Agilex™ 5 ES Device Errata and User Guidelines

ID 825514
Date 12/09/2024
Public
Document Table of Contents

3.1.9. 1401736: Non-cacheable loads of mismatched size might not be single-copy atomic

Description

The Cortex* -A55 core supports single-copy atomic load and store accesses as described in the Arm architecture. However, in some unusual code sequences, this erratum can cause the core executing a store and later a load to the same address but with a different access size to load data that does not meet the requirements of a single-copy atomic load.

Conditions

On one core, the following condition must occur:

  • A store instruction is executed. This could be any halfword, word, or doubleword store instruction that is not a store release, and the address must be aligned to the access size. The store must be to Normal Non-cacheable, Normal Write-Through, or Device-GRE memory.

On a second core, which can be within the same cluster or in a different cluster, the following conditions must occur:

  1. A store instruction is executed. This store must be a smaller access size to the store on the first core, and must be to an address within the bytes accessed by the first core. The address must also be aligned to the access size.
  2. A load instruction is executed. The load must be a larger access size than the store from the same core, and at least some bytes of the load must be to the same address as the store. The address must also be aligned to the access size.

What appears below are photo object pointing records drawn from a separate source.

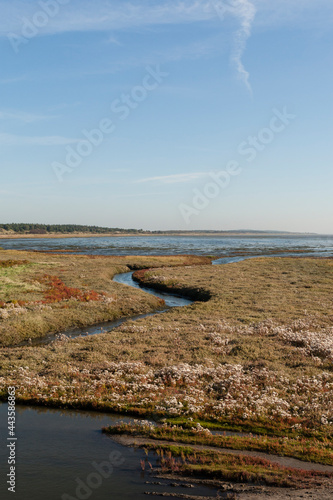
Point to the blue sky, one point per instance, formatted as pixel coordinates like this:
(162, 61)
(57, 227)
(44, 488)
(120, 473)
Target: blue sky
(125, 113)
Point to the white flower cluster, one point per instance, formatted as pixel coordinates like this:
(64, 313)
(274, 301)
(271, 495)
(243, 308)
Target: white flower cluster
(314, 344)
(217, 391)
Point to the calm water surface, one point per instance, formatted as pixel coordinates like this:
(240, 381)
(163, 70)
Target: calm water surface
(166, 245)
(58, 450)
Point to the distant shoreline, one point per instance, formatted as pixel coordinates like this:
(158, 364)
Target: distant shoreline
(166, 234)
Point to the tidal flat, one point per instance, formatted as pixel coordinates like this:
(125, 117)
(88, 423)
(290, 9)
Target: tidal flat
(252, 355)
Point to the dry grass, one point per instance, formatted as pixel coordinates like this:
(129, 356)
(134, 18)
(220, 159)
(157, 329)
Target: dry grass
(256, 356)
(26, 311)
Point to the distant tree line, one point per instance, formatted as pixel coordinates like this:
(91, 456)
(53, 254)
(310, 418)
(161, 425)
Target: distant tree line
(63, 228)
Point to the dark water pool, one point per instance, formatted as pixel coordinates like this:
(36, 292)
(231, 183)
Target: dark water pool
(63, 455)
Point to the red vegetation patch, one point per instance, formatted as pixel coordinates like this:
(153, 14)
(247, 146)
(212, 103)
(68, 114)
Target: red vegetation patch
(58, 291)
(12, 263)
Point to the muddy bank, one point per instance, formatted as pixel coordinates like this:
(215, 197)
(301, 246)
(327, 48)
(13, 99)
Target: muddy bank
(127, 440)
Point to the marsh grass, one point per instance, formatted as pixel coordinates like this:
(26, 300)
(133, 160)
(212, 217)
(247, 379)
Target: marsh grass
(42, 294)
(186, 461)
(235, 361)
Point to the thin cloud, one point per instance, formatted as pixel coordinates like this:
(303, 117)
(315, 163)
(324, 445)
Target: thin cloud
(245, 12)
(175, 178)
(20, 140)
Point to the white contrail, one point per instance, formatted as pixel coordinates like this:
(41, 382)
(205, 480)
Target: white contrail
(245, 11)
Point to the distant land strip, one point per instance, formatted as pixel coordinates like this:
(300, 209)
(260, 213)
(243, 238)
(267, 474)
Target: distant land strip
(24, 230)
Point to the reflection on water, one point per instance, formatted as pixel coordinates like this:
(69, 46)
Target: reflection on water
(59, 451)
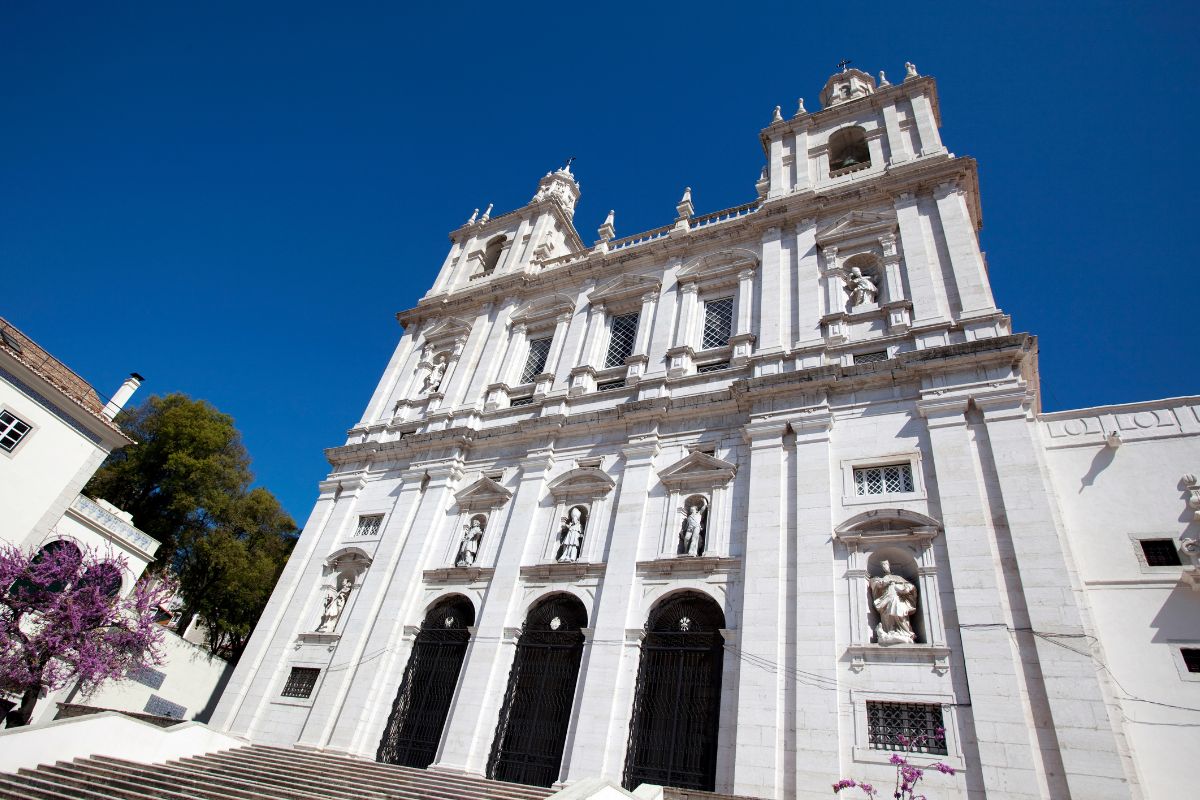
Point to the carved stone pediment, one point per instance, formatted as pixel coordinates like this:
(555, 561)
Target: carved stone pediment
(581, 483)
(483, 495)
(723, 265)
(447, 330)
(543, 310)
(697, 470)
(857, 226)
(627, 287)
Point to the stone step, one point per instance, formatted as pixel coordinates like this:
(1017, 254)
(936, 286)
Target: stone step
(202, 783)
(501, 788)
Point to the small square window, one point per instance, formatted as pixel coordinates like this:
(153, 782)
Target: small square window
(1161, 552)
(622, 335)
(535, 362)
(889, 479)
(300, 681)
(12, 431)
(718, 323)
(919, 725)
(369, 524)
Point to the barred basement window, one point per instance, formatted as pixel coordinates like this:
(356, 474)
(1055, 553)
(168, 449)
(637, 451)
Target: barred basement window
(1161, 552)
(918, 723)
(717, 366)
(718, 323)
(12, 431)
(300, 681)
(369, 524)
(621, 340)
(870, 358)
(535, 362)
(889, 479)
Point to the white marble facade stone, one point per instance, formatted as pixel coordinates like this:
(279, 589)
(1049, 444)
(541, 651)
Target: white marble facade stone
(823, 426)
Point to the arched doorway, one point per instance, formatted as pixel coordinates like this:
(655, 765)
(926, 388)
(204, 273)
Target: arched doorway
(419, 714)
(532, 732)
(677, 704)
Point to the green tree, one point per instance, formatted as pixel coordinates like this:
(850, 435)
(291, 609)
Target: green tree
(186, 482)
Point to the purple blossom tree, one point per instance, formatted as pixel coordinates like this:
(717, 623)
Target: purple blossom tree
(63, 619)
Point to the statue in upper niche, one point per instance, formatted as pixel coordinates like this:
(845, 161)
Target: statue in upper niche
(895, 600)
(433, 380)
(861, 288)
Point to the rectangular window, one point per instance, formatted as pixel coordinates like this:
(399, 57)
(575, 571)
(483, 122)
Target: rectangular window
(301, 681)
(888, 722)
(12, 431)
(369, 524)
(622, 334)
(891, 479)
(535, 362)
(718, 323)
(1161, 552)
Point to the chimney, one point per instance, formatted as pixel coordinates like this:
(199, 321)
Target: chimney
(123, 395)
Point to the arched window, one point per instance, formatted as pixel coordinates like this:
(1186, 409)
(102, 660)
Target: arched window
(492, 253)
(532, 731)
(419, 714)
(677, 704)
(849, 151)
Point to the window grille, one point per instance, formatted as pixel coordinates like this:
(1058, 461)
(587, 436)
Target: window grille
(717, 366)
(888, 722)
(889, 479)
(370, 524)
(1161, 552)
(535, 362)
(300, 681)
(12, 431)
(870, 358)
(621, 340)
(718, 323)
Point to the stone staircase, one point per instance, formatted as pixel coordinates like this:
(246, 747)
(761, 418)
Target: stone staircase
(252, 773)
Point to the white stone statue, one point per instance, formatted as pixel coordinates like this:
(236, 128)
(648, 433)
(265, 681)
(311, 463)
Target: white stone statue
(895, 600)
(573, 536)
(861, 288)
(335, 601)
(468, 548)
(693, 528)
(433, 380)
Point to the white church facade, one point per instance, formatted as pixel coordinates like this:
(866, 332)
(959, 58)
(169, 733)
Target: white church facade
(732, 504)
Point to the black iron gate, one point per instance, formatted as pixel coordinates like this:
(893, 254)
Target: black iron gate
(532, 732)
(677, 704)
(419, 713)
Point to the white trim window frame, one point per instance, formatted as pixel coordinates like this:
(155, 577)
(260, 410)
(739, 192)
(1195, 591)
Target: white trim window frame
(911, 458)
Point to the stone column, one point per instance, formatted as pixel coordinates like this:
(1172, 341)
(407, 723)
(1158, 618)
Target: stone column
(357, 703)
(474, 711)
(759, 756)
(817, 753)
(929, 302)
(897, 143)
(997, 715)
(606, 686)
(1069, 671)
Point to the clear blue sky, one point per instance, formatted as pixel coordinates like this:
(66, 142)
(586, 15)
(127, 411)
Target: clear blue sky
(234, 198)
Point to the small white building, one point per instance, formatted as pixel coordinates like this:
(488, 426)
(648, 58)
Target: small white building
(736, 503)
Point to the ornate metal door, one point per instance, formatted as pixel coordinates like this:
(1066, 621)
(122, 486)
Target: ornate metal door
(414, 728)
(528, 746)
(677, 704)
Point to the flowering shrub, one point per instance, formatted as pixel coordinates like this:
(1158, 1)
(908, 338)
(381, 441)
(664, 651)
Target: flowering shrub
(907, 775)
(63, 619)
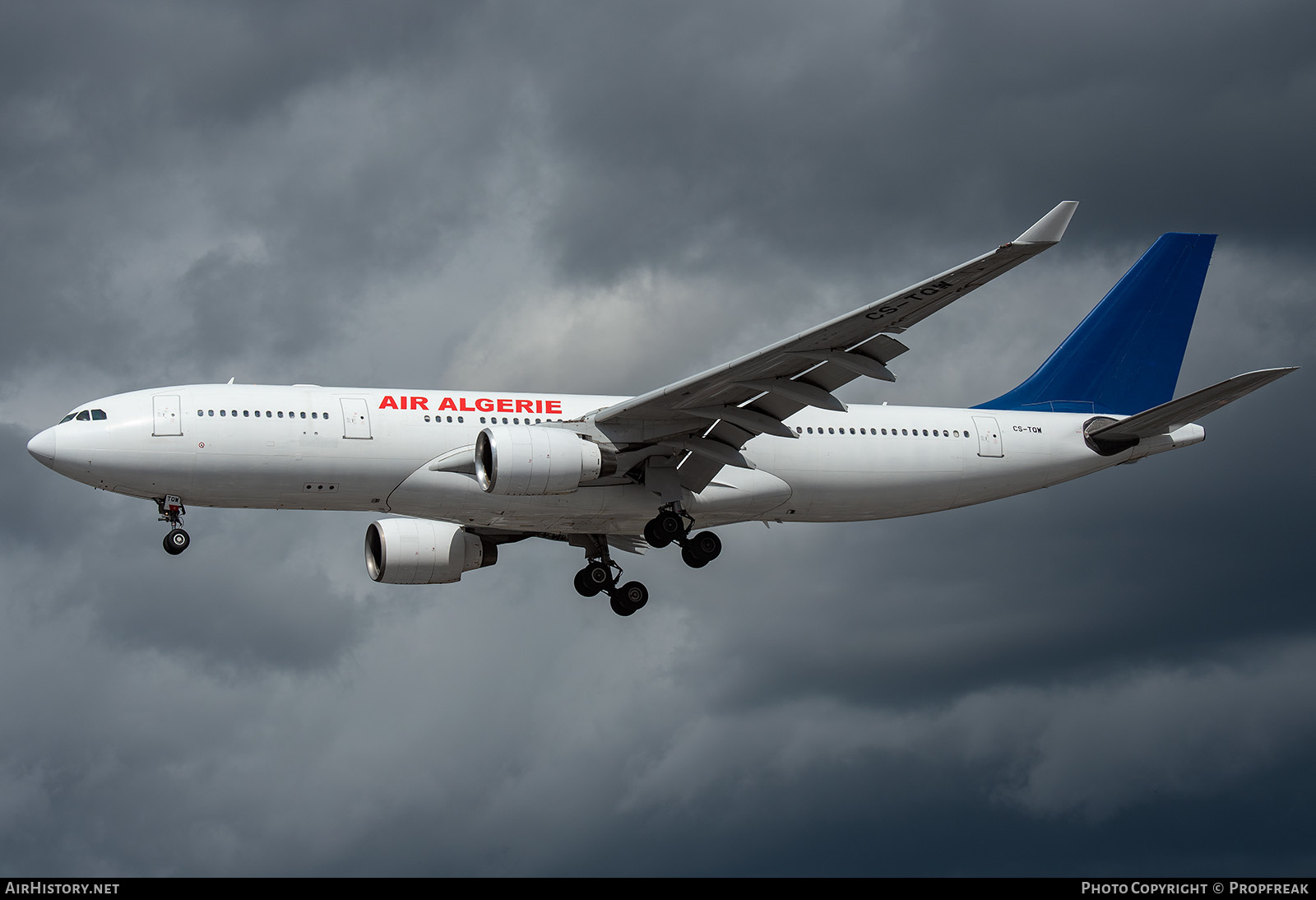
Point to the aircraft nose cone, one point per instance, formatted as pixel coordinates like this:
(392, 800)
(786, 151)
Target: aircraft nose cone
(44, 447)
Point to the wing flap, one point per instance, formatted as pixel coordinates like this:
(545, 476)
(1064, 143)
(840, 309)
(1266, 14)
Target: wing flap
(740, 395)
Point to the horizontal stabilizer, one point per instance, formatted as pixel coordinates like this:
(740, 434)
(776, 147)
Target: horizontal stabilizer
(1169, 416)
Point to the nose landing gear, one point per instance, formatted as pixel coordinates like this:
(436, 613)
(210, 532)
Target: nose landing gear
(173, 511)
(602, 574)
(673, 525)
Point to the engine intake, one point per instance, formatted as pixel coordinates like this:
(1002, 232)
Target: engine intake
(421, 551)
(531, 461)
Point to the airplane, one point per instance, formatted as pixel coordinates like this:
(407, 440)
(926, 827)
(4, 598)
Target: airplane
(760, 438)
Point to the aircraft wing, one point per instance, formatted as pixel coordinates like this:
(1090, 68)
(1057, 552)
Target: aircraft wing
(712, 415)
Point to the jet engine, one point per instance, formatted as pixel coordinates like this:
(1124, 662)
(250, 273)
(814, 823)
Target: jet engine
(421, 551)
(531, 461)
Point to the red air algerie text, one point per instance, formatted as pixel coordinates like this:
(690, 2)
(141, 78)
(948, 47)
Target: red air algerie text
(482, 404)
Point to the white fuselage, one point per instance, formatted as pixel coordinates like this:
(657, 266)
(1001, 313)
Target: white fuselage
(368, 449)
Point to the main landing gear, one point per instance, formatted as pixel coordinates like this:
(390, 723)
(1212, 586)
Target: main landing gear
(600, 574)
(673, 525)
(173, 511)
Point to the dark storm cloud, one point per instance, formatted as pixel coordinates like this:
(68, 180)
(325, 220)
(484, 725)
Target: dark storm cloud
(1112, 675)
(828, 133)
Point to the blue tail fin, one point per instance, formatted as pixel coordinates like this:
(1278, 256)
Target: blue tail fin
(1125, 355)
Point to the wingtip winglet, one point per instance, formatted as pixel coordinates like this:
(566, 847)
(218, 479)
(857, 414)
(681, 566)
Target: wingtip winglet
(1050, 228)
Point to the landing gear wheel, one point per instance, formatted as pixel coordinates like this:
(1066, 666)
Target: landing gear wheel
(629, 597)
(583, 586)
(177, 541)
(635, 594)
(706, 545)
(594, 578)
(665, 528)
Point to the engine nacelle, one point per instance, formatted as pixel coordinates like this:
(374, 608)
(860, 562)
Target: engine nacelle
(532, 461)
(420, 551)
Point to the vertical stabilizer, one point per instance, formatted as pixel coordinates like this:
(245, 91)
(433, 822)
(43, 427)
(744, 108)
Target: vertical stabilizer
(1125, 355)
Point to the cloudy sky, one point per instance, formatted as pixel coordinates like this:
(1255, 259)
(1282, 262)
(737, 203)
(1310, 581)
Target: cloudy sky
(1111, 676)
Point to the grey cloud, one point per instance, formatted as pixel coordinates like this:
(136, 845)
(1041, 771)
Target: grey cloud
(1105, 676)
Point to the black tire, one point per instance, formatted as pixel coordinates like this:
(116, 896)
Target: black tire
(693, 558)
(583, 586)
(635, 595)
(177, 541)
(598, 575)
(669, 527)
(655, 536)
(706, 545)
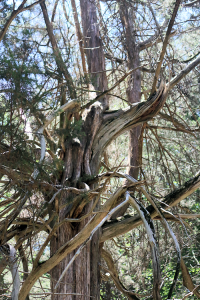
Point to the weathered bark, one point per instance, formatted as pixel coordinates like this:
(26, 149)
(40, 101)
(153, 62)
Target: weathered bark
(82, 277)
(133, 90)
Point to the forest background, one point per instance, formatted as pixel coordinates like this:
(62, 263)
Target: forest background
(99, 149)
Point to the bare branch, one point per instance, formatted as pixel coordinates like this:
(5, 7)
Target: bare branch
(183, 73)
(172, 199)
(167, 36)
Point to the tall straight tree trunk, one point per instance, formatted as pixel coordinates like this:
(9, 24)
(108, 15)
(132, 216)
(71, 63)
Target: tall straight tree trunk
(134, 87)
(82, 280)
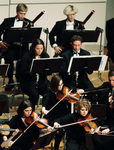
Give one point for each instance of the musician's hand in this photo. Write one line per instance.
(50, 128)
(3, 46)
(56, 125)
(105, 131)
(44, 111)
(10, 143)
(80, 91)
(110, 99)
(15, 132)
(57, 49)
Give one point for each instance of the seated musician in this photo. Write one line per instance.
(79, 79)
(57, 31)
(11, 51)
(107, 97)
(49, 100)
(19, 121)
(76, 133)
(102, 145)
(34, 84)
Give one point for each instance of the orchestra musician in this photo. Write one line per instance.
(102, 145)
(78, 79)
(49, 100)
(57, 31)
(34, 84)
(107, 97)
(25, 142)
(75, 134)
(12, 50)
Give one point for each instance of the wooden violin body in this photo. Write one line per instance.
(40, 122)
(71, 97)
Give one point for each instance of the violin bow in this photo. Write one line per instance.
(5, 143)
(97, 90)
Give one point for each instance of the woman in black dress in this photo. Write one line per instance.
(34, 84)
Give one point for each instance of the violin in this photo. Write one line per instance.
(34, 118)
(111, 103)
(89, 124)
(65, 94)
(5, 129)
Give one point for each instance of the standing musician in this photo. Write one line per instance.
(12, 52)
(34, 84)
(75, 134)
(25, 142)
(68, 24)
(78, 79)
(49, 100)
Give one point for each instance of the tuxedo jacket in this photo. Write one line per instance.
(58, 31)
(9, 22)
(70, 80)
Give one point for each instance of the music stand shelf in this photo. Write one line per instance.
(90, 63)
(21, 34)
(46, 65)
(87, 35)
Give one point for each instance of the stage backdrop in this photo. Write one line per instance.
(54, 12)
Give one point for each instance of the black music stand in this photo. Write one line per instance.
(81, 63)
(44, 140)
(89, 142)
(46, 65)
(87, 35)
(22, 35)
(3, 71)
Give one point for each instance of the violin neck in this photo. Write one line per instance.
(6, 129)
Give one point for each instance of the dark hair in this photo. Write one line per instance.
(111, 73)
(82, 103)
(21, 7)
(55, 82)
(34, 43)
(76, 38)
(23, 105)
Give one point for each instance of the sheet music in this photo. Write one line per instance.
(103, 63)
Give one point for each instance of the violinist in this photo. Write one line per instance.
(34, 84)
(25, 142)
(75, 134)
(102, 145)
(77, 79)
(49, 100)
(106, 96)
(11, 51)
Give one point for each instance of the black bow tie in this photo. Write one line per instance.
(19, 20)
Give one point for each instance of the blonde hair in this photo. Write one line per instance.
(68, 10)
(21, 7)
(82, 103)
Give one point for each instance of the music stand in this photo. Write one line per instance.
(90, 63)
(3, 71)
(46, 65)
(87, 35)
(89, 142)
(22, 35)
(44, 140)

The Arm architecture requires that the load is single-copy atomic. However, in the conditions described, the load might observe a combination of the two stores, indicating that the store on the first core was serialized first. However, if the load is repeated, then the second time it might see just the data from the store from the first core indicating that the store on the first core was serialized second.

Impact

Concurrent, unordered stores are not common in multi-threaded code. In the C11 standard, they are restricted to the family of "relaxed" atomics. In addition, using different size load and store instructions to access the same data is unusual. Therefore the majority of multi-threaded software is not going to meet the conditions for this erratum.

Workaround

Most multi-threaded software is not expected to meet the conditions for this erratum and therefore does not require a workaround. If a workaround is required, then the store on the second core should be replaced with a store release instruction.

Category

Category C